There is a general consensus in the literature that in a business context two primary benefits arise from the application of strategy. First, it assists organizations to achieve superior performance and a competitive advantage over rival firms, an argument that has resulted in a significant volume of literature, including the work of Thompson and Strickland (1987), who state that strategic planning can significantly affect the future performance and growth of the company (see also Mintzberg and Quinn 1991; Johnson and Scholes 1999; De Wit and Meyer 2005). Second, it helps organizations cope with change (see also Miller and Friesen 1978; Liedtka and Rosenblum 1996; Murray and O’Driscoll 1996; Porter 1996; Pettigrew 2001). However these two points should not be perceived to be mutually exclusive as there is an interactive relationship between the two functions (Barney 2002). The message here is that the application of strategy within the business paradigm is essential to the potential future success and growth of organizations and ultimately of economic growth itself. Anecdotally, this perspective on the application of strategy in a business environment is something agreed upon by health-care practitioners.

5 Conclusion

It has been found that all variables must be taken into account to achieve strategic goals. Each dynamics measurement must explain the internal and external validity of its results. In many cases it may bring about greater internal validity for the research sample, but another phase of the experiment is still needed to be able to generalize about this model. The internal validity is significant for the first phase and first conclusions, and provides an opportunity to develop the idea. But on the other hand, this approach brings problems with the strategic prognosis using only internal valid models in another type of company. Another dilemma could be called the ‘socially desired effect’ (Green 1977), where different ideas are not presented because they do not encompass normally used methods or strategy elements. This could cause future problems with strategy development and dynamics: the consequential time delay could cause more behavioural change, and might well have an impact on the final effectiveness. Learning must be customized to the circumstances of each organization and the work it conducts; it was the reason why the same approach was used to describe the effect of behaviour:

  • Sleeper effect (delay of impact)—if the effect is measured only as the difference before and after the change process and the final effect could be greater because of the re-engineering of the main process, new activities, and innovations. This approach was used as a model for factors influencing strategic behaviour.

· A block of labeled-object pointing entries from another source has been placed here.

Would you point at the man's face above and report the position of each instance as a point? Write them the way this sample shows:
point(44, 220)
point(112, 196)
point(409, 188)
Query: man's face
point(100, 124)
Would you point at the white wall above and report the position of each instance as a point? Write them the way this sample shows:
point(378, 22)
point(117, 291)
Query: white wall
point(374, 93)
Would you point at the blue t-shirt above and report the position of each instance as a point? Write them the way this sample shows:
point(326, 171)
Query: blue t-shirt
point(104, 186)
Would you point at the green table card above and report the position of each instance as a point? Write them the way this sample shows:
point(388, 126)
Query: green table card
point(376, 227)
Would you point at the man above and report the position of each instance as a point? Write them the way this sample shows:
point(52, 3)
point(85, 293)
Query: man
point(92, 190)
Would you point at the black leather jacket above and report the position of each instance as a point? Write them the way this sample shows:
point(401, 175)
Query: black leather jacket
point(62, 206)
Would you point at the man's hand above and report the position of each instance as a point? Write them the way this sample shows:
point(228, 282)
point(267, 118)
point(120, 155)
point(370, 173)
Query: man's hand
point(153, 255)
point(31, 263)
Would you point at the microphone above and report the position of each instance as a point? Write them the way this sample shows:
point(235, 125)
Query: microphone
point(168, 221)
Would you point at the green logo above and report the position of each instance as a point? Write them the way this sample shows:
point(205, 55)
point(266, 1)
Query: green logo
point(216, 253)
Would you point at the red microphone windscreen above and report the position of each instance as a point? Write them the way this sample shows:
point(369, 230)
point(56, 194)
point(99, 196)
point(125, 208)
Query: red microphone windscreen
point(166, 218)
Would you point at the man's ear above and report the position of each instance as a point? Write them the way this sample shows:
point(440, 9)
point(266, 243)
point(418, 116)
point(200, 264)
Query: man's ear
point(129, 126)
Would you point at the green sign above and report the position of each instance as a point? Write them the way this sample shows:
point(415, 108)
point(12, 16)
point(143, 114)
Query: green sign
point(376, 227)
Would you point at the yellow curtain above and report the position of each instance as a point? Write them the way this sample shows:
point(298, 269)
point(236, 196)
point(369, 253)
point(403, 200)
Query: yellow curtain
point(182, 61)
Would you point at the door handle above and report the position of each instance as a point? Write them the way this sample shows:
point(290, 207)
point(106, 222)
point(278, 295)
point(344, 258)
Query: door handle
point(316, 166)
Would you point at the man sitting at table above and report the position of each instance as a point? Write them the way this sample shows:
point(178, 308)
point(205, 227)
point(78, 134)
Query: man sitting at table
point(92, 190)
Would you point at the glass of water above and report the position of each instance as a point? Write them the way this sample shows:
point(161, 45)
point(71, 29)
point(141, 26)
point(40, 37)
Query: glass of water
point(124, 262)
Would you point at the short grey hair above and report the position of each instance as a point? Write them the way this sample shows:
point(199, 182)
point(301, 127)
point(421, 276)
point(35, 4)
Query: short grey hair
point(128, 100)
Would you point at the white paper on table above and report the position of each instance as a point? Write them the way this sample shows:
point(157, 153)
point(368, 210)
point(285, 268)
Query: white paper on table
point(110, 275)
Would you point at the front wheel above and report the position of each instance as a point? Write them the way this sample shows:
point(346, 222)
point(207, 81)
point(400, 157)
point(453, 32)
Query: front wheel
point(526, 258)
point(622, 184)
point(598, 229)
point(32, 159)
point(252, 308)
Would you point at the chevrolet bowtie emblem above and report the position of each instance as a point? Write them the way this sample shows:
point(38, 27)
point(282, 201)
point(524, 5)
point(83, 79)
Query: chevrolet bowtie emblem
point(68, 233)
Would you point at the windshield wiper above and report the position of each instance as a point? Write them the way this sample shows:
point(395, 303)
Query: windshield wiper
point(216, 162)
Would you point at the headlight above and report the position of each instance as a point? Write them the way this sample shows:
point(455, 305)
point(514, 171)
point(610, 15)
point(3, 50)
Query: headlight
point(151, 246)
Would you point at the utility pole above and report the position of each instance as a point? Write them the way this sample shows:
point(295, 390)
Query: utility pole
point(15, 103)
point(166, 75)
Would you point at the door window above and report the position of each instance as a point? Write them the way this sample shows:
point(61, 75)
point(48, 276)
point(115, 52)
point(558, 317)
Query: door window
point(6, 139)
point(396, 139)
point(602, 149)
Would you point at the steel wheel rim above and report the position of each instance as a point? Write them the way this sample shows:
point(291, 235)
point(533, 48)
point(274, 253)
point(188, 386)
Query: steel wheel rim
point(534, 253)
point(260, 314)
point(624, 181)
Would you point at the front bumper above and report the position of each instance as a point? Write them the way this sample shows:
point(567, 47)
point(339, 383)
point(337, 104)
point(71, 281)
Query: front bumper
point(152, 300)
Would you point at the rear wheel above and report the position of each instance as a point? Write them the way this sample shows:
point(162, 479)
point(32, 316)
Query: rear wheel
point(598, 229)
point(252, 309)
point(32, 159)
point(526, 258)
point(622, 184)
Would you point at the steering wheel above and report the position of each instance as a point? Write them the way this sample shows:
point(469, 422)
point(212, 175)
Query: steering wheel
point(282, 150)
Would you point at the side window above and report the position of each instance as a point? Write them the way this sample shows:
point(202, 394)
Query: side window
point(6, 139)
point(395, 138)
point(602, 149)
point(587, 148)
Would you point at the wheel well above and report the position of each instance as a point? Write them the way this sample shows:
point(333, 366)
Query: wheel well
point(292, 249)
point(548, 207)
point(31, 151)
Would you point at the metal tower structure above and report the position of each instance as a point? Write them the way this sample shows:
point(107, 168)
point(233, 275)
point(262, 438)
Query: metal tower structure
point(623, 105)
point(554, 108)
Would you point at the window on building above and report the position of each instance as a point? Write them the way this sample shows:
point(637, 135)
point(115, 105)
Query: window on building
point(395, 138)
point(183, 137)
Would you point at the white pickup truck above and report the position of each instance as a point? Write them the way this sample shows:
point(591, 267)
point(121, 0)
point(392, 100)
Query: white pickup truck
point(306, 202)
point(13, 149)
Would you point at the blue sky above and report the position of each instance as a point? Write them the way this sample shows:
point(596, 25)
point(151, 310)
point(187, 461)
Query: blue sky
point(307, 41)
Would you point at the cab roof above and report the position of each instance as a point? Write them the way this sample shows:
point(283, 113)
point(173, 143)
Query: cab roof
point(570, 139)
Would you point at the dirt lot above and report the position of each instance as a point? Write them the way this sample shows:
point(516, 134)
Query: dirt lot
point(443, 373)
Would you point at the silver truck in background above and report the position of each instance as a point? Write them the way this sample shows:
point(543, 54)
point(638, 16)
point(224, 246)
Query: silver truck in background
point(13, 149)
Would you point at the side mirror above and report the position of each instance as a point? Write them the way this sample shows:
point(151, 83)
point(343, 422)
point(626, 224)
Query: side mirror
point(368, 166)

  • Backsliding effect (decay of impact)—if the dynamics are measured after the project, as an ongoing process, so the different strategic behaviour within the plan and the final effect is near zero.

  • Trigger effect (borrowing from the future)—businesses are prepared for some problems due to their business areas and internal and external procedures, and so they improve their leadership, strategy, and goals. It appears to be similar for business plan preparation according to market analysis, price analysis, customer analysis, and other factors.

  • Historical effect (adjusting for secular trends)—for the compilation of strategy dynamic, businesses use customer segmentation and price diversification to spread the risk. It is practical to first see the partial effect of dynamic decision-making on observed groups and after that it should be used as a strategy as a whole.

  • Contrast effect (treatment effect)—the plan and the implementation do not come together in the future.

The differences in responding to the business environment and the self-interest of companies bring about constraints on being dynamic. For many companies, the main goal for their future is not innovation, but merely survival.